The development of the world's first intelligent Chinese-Portuguese-English translation platform
全球首個智能中葡英翻譯機器的研發之路

15 Apr 2020

FST Associate Professor Wong Fai shared his research effort and experiences
科技學院副教授黃輝分享多年研究心得

UM-Computer Aided Translation (UM-CAT) Translation System
在線中葡英輔助翻譯平台翻譯系統界面

FST Associate Professor Wong Fai shared his research effort and experiences
科技學院副教授黃輝及其研究團隊

FST Assoicate Professor Wong Fai and his research assistant Ao Chi Hong
科技學院副教授黃輝(右)及其研究助理歐志雄

In the current era of globalization, language gap is considered as one of the challenges for cross-cultural and cross-language communication. Machine translation has played a crucial role in globalization as it overcomes the language gap. According to the China Language Service Industry Development Report, the output value of global language services has maintained an upward trajectory, with a total output value of 46.52 billion US dollars in 2018 and close to 56 billion US dollars in 2021, while more than 360,000 language service enterprises in China. In response to the growth of the market of machine translation, Associate Professor of Faculty of Science and Technology, Wong Fai and his research team have studied Chinese-Portuguese-English machine translation for more than 20 years. Prof. Wong has developed and optimized the translation platform since UM launched the world's first talking Chinese-Portuguese electronic dictionary (PCT) in 1999. To optimize the translation, he inputted more local specific terminologies and terms commonly used in Macao in order to create higher degree of accuracy for local users. The research on Chinese-Portuguese-English machine translation at UM has always been at the forefront of the world, leading the development of local translation industry and promoting the exchange and communication between Macao and Portuguese-speaking countries.

Accurate translation fulfils local translation needs

A major breakthrough has achieved in the research of translation machines since UM established the Natural Language Processing and Chinese-Portuguese Machine Translation laboratory (NLP2CT) in 2009. With the rise of the artificial intelligence technology, NLP2CT keeps pace with the changing times, it launched its latest "Online Chinese-Portuguese-English Computer Aided Translation platform" (UM-CAT). Except for translating the content into three different languages, UM-CAT has higher degree of accuracy as it has knowledge of local and dialect culture. It can translate Macao’s street names, government departments, legal terminology and terms commonly used. For instance, if you type the Chinese name of Avenida de Almeida Ribeiro in Google Translate, it may not produce a satisfactory translation as the translation will turn into “New Road” rather than the street name. But with UM-CAT, you can translate it right away. More professional functions can be found in UM-CAT, including translation memory, terminology management and intelligent assistant prompts. One of the key intelligent functions is creating specific terminology databases which allow user to review the phrases translated in the past. In addition to its intelligent function, there is a function of project management for business users, it enables flexible division of labour for different projects, including translation, reviewing and typesetting. It allows business users to track the translation and review progress effectively. UM-CAT has been widely used in government departments, newspaper office, law firms, other enterprises and institutions since it was launched in December 2018. With its accurate translation, many important Chinese-Portuguese translation projects have been successfully translated by UM-CAT. To further enhance this technology, prof. Wong and his team are currently working on a conference intelligent translation system. This is a tool for translating spoken words into four written languages in real time, including Chinese, Cantonese, English and Portuguese. Machine translation technology can be applied into different scenarios and it is expected to be widely used by general public in the near future.

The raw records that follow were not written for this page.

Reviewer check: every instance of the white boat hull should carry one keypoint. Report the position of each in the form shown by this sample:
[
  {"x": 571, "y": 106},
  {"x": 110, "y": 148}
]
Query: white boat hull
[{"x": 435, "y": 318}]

Research career and achievements over the past 20 years

Looking back to the research career of prof. Wong, he graduated from UM with a bachelor's degree in Software Engineering in 1995, he kept on studying a master's degree of Software Engineering in UM and then went to Tsinghua University for a PhD degree. After that he came back to UM and started from the position of research assistant. When discussing about the main motive of studying machine translation, prof. Wong smiled and said, "I didn't think much about it. I was just interested in it. I am glad to participate into the research of PCT at the beginning so I just wanted to continue the research.” Prof. Wong said that there was no research regarding machine translation in Macao before the handover in 1999. He described the research field in the past was like a "desert" where everything had to start from scratch. Fortunately, Macao has historical background and the advantage of having many Portuguese-speaking talents. Looking back over the past 20 years, the greatest achievement is successfully launched numbers of translation machines, including PCT, a Chinese/Portuguese translation system; the Um2T, an online interactive Chinese/Portuguese machine translation system; and the smart translation platform, UM - CAT etc. In 2017, an English-Chinese machine translation system developed by the research team received the top three prizes as well as the fifth prize at the constraint English-to-Chinese machine translation campaign organized by the 13th China Workshop on Machine Translation. Noting comes easy, same with the journey of doing research, success always comes from steady progress.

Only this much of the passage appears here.